Twinner,
Mission accomplished! After watching that last clip I am totally sci-fi-ified, so much so in fact that I am typing with my light saber in one hand (I am typing very slowly) wearing my Spock ears and my Mork-ish rainbow suspenders making Wookie noises to myself as I type.
That is just the sort of spell that Ms. Arthur and her pathos-ridden paean (if that’s even possible) to intergalactic loneliness has cast on me.
My two favorite parts:
1.) Bea’s swingin’ jazz finger-heavy alien rug-cutting.
2.) When she sings to one space bar customer, “Don’t forget me in your dreams…” As if we could, Bea. As if we could.
Don’t worry the giant rat nuzzle came in a close third.
Okay, before we get too lost in futuristic dystopian societies, let’s take one last quick trip back to the somewhat bleak view of the excesses of 1920’s Long Island.

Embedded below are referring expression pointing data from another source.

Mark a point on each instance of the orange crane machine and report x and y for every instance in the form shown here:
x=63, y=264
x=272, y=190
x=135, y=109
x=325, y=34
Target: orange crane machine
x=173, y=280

Gatsby’s end did remind me a lot Joe Gillis’s, well, beginning and end, in Sunset Boulevard. I don’t know if that was a deliberate echo on Billy Wilder’s part or not, especially considering the first cut of the movie actually opened in a morgue with various corpses telling stories of their timely and untimely demises.
Perhaps a coincidence?
The final point I wanted to clarify on The Great Gatsby is that I, in fact, finished the book first. (Not that’s it’s a competition, but correct that scoreboard to read: Justin 3-Jon 2.) I finished the book last Thursday but my travels over the weekend kept me from posting and, well, gloating.
I am looking forward to starting Brave New World. I just went and got myself a copy this afternoon.
Now, I’ve got to cut this short. Those darn Spock ears are itching, and my neighbors are knocking on my door begging me to keep my dog quiet.
That’s Wookie, people. I thought my yeti-like trill would be enough to make that obvious. Geez, some people.